社会・制度的側面
出典: フリー百科事典『ウィキペディア(Wikipedia)』 (2022/03/29 05:09 UTC 版)
南京に入城後、太平天国は即座に制度の整備に着手し、まず天王である洪秀全以下の五王は場内に壮麗な宮殿を築いた。洪秀全と楊秀清のものがことに大きかった。宮殿の造営以後、洪秀全はその奥深いところに鎮座し、政務ばかりか民衆の前からも遠ざかったため、政務は楊秀清が取り仕切ることが慣例となった。初期に天京において立案・実行された政策は楊秀清の強力な統率の下に行われたものである。 天京周辺を支配したとはいえ、清朝との抗争に終止符が打たれたわけではないため、太平天国の社会編成は軍事的な色彩を帯び兵農一致が原則であった。
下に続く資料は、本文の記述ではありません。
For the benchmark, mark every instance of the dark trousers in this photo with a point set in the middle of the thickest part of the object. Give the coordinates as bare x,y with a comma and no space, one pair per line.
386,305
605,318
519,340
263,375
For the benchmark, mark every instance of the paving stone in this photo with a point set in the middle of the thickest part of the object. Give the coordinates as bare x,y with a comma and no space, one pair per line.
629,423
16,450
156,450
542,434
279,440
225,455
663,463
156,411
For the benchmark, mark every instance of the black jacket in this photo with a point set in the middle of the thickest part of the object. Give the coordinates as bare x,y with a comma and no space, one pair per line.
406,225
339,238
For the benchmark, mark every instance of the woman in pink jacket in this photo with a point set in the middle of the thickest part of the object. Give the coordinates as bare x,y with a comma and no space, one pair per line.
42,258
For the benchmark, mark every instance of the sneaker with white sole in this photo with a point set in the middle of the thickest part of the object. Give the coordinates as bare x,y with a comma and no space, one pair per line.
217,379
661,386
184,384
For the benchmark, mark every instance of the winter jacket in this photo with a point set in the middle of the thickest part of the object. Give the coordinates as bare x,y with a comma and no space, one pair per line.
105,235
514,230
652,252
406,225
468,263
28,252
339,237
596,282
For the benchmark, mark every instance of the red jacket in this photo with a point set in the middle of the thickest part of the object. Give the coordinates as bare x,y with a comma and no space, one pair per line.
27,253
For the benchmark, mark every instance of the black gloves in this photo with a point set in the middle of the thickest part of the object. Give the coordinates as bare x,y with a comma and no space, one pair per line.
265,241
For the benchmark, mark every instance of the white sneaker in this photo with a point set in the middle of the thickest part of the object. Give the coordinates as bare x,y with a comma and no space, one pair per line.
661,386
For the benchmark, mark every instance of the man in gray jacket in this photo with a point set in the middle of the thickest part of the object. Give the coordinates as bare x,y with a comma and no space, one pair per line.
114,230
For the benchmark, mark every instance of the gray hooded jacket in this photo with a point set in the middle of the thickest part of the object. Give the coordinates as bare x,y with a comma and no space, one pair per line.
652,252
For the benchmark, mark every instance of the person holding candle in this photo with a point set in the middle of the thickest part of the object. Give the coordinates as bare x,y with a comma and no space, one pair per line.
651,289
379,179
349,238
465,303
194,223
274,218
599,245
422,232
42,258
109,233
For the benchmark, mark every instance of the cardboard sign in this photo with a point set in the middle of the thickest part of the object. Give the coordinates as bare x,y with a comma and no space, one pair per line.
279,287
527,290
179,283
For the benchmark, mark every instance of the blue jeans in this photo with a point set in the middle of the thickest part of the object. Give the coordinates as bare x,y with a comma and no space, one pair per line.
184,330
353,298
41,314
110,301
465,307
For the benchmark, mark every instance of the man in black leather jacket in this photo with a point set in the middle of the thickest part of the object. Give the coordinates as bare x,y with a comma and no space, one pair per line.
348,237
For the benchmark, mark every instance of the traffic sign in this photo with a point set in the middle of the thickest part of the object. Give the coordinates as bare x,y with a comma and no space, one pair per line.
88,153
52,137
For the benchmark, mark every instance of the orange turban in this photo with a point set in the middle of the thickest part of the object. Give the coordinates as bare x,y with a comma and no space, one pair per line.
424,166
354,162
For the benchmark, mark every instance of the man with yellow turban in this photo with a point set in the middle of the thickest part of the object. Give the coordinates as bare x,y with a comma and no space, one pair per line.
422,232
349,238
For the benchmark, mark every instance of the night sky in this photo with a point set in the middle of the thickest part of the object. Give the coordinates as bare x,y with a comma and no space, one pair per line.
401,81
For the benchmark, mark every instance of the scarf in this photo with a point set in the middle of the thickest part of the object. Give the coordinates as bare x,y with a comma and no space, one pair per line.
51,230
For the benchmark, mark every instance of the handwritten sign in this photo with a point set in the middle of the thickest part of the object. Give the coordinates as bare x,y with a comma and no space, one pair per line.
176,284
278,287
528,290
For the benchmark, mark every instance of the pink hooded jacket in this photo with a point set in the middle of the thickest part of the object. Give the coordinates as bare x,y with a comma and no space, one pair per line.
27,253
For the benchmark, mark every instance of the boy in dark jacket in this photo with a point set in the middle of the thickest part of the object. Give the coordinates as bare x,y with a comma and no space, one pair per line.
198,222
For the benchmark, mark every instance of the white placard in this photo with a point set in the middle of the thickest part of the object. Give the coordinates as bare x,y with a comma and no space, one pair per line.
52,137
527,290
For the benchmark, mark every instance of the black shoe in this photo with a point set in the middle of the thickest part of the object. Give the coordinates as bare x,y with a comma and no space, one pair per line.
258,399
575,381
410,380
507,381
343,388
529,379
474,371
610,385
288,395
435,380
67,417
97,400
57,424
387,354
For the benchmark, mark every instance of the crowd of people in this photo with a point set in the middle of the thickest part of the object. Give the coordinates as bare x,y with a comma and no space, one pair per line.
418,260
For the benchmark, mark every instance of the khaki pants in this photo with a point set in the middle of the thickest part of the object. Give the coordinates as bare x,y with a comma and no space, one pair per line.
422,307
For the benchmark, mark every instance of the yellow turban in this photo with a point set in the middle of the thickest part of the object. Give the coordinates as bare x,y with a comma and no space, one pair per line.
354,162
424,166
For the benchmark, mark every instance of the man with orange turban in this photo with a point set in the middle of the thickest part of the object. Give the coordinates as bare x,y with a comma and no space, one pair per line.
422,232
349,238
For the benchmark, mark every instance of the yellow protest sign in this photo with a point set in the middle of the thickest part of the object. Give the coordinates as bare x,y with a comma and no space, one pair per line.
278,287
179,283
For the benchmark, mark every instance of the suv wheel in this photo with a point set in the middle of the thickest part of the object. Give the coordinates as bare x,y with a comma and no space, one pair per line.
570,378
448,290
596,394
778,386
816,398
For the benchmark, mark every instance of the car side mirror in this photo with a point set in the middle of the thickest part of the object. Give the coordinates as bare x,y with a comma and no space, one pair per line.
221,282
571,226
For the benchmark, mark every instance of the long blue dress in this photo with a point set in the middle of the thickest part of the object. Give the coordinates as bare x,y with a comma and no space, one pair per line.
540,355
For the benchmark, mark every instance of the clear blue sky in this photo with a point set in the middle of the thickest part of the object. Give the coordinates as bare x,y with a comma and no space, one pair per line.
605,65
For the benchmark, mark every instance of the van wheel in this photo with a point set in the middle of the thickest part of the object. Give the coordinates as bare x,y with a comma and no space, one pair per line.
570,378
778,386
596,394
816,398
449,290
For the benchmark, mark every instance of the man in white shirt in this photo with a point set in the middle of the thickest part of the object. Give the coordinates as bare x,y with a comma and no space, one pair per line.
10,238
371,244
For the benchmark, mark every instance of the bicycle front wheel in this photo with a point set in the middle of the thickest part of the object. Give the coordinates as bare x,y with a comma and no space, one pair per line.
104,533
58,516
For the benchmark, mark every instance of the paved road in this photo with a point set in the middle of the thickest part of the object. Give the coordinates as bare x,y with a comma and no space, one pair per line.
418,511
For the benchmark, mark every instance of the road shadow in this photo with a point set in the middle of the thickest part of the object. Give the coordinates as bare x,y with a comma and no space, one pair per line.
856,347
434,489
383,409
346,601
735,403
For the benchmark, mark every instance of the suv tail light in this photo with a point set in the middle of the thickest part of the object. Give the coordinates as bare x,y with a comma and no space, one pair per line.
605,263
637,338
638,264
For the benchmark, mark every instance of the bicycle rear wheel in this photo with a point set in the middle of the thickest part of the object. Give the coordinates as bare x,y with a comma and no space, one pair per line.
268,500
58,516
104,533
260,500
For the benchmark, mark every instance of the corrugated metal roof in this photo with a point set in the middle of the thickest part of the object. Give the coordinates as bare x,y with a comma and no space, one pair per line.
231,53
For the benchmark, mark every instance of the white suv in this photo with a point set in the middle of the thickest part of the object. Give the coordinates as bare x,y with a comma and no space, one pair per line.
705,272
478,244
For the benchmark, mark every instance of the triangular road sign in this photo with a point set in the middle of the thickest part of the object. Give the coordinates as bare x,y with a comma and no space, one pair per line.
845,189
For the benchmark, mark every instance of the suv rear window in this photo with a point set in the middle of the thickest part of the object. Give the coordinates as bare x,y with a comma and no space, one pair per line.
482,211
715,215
たとえば決起直後から男女は夫婦といえど別々の集団に分けられていたが、天京においてもそれは継続された。ただ天王以下首脳部は例外で、庶民には一夫一婦制を求めながら、旧約聖書における一夫多妻を理由に多数の妻女をもっていた。実際には中国皇帝の後宮制度に影響を受けたものであろうが、こうした王と庶民との格差に不満が高まり1855年に男女を分かつことは廃止され、新占領地でのみ実施された。 この他、纏足も禁止された。元々客家出身が多い太平天国では纏足の習慣がなかった上に、戦闘において女性も輸送等の重要な役割を担っていたことが、纏足禁止令を出した理由である。この纏足の禁止や売春の禁止、女性向けに科挙を実施したことから、太平天国では男女平等を理念としていたかのように見える。しかし実際には女科挙合格者が重用されなかったり、後に濫発された王位に一人の女性も含まれていなかったことから判るように、男尊女卑的な考え方が払拭されることは無かったといえる。 さらに特筆すべきなのは天朝田畝制度である。これは田畝があれば誰もがそこで耕し、収穫物は皆で分け合い、豊かな衣食を手に入れる、という目標のために考案された制度である。具体的には、田をその質の良し悪しによって九階級に分け、質に応じて男女問わず田を分配し、生産物は個々人の消費分以外は国庫に保管し私有は認めない。そのかわり婚姻や葬儀のような儀礼の費用、孤児・老人の扶養については国庫より支出する。そして二十五戸ごとに両司馬という官と礼拝堂をおき、管理させるというものである。 土地平均主義を全面に押し出したこの制度は大土地所有が進行していた清朝にあって、非常に印象が強かったといわざるを得ず、その思想的意義は無視できない。しかし実際には民衆にほとんど知られることがなかったし、施行もされなかったと考えられている。それどころか支配地では、土地の有力者を「郷官」という職につけ、小作料を徴収していた。そうしなければ支配の安定と食料の確保が困難であったためである。 暦法では太陽暦を採用した天暦が施行された。